(no subject)

Jan 08, 2010 22:42

It can absolutely be said that the color of that house on Klockner Road was symbolic of the events that surrounded our living there. The steel blue siding looked intimidating but was easily manipulated, much like our father's punishments he would dole out. "You threw a baseball into the side of the house, OF COURSE I have to punish you! ...Go, uh, rake up the leaves." The gray-blue color was so close to neutral that it easily represented the various changes of pace that came along with a house full of two children and a dog: it was the slightly-defeated feeling from the accumulation of the feet of snow that blanketed the area during the Blizzard of '96 and the numerous failed attempts at building a snow fort with a kiddy pool that our neighbors swore they knew how to complete. It was the uncomfortable freezing-damp feeling of staying out in that snow for too long, until every inch of your dozens of layers couldn't fight the melting of snow near a warm body.

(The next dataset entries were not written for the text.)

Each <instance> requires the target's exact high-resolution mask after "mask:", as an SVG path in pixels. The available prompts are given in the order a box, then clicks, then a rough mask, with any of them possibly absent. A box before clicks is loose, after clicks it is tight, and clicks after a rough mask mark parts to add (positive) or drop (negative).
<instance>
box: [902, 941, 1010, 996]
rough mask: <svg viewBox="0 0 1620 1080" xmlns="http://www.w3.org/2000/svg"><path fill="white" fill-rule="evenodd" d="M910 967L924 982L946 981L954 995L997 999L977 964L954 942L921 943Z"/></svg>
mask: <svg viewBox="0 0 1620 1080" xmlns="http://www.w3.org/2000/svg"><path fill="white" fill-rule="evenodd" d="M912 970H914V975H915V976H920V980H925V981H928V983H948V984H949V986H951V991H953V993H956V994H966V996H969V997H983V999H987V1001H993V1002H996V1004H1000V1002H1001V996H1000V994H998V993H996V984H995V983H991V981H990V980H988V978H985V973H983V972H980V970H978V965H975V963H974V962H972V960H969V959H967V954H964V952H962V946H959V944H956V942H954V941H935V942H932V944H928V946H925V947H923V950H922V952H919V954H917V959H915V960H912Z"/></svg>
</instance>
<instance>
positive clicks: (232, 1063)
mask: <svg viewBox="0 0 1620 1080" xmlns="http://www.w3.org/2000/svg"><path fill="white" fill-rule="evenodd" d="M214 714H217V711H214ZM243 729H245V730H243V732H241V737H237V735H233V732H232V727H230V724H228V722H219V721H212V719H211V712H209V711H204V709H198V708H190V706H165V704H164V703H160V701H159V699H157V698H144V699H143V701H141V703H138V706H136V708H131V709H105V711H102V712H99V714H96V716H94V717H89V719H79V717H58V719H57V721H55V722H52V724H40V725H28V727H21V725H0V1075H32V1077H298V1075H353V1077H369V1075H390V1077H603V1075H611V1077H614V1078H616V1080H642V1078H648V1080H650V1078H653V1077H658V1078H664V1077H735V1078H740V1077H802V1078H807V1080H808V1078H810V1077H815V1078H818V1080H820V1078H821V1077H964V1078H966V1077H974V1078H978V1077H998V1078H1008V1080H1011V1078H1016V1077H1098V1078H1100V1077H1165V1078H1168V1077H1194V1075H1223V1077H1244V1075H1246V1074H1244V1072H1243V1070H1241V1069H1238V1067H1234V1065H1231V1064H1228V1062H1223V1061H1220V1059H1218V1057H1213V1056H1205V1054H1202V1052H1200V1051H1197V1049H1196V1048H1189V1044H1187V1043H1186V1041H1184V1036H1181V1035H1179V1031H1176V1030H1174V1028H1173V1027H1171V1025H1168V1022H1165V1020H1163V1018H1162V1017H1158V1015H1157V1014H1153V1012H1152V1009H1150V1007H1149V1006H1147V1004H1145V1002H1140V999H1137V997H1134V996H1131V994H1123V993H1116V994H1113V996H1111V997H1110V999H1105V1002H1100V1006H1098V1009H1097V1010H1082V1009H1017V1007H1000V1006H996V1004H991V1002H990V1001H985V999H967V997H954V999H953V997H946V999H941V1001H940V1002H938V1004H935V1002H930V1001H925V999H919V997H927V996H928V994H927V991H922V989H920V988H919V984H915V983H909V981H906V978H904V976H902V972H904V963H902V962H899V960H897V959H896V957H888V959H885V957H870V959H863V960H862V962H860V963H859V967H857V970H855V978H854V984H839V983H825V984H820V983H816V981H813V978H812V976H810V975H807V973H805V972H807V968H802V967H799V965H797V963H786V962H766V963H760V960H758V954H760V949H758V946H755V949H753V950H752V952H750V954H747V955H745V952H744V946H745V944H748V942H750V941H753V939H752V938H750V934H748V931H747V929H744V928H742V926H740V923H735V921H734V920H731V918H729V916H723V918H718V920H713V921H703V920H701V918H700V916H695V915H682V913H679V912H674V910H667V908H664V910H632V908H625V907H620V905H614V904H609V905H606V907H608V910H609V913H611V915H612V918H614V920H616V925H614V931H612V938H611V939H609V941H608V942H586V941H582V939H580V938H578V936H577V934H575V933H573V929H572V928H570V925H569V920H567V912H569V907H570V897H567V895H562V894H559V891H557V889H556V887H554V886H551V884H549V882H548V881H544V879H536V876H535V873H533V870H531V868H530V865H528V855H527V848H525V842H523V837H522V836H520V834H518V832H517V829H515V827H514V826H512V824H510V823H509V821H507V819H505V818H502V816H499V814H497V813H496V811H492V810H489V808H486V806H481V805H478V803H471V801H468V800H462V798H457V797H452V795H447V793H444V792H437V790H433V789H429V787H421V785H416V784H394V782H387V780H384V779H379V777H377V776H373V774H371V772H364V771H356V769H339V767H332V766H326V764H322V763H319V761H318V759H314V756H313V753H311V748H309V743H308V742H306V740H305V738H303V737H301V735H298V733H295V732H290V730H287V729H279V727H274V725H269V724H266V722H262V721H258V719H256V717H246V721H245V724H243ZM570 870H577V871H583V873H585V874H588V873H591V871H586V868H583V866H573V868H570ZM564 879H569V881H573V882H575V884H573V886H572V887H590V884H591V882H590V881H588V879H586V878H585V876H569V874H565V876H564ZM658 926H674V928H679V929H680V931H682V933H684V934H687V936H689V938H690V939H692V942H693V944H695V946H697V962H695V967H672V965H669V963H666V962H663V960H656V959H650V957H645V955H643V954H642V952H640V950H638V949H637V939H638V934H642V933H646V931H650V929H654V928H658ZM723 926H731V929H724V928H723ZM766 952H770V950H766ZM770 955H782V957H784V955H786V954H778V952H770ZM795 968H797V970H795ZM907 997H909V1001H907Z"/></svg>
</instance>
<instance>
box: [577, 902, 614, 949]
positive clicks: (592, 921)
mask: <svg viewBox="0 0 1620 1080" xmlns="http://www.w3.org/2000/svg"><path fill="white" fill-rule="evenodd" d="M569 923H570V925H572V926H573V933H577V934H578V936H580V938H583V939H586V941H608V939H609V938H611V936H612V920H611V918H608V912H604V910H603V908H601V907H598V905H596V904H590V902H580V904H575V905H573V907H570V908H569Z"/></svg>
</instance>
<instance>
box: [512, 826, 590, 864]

On the other hand, that gray blue could seem so heavy that it felt like the heat and humidity of the scorching summers that shrouded itself upon the suburban New Jersey town, and the color of the sky from the thunderstorms would result of it. Those nights we would sit on the porch at dusk and watch the field across the street as the storm moved in. It was the color of fresh bruises children inflict on themselves accidentally: the blue that results right before it changes to the healing, but nauseating, green. It was that color of a Crayola watercolor set when the blue melds with the black; even as a child, I was frustrated that those two colors were next to each other. That color always managed to result regardless as to how careful you were at seven years old, sitting at the kitchen table, making a work of art.

Despite all of its connotations, the color was nicer than I've been making it sound. It's simply reminiscent of a different time. In fact, the color can be seen as quite dusty: flaking after the decades of wear and tear, from weather to baseball mishaps in the backyard. It could be easily considered a blue or gray depending on its surroundings, but still has charm, still has a history.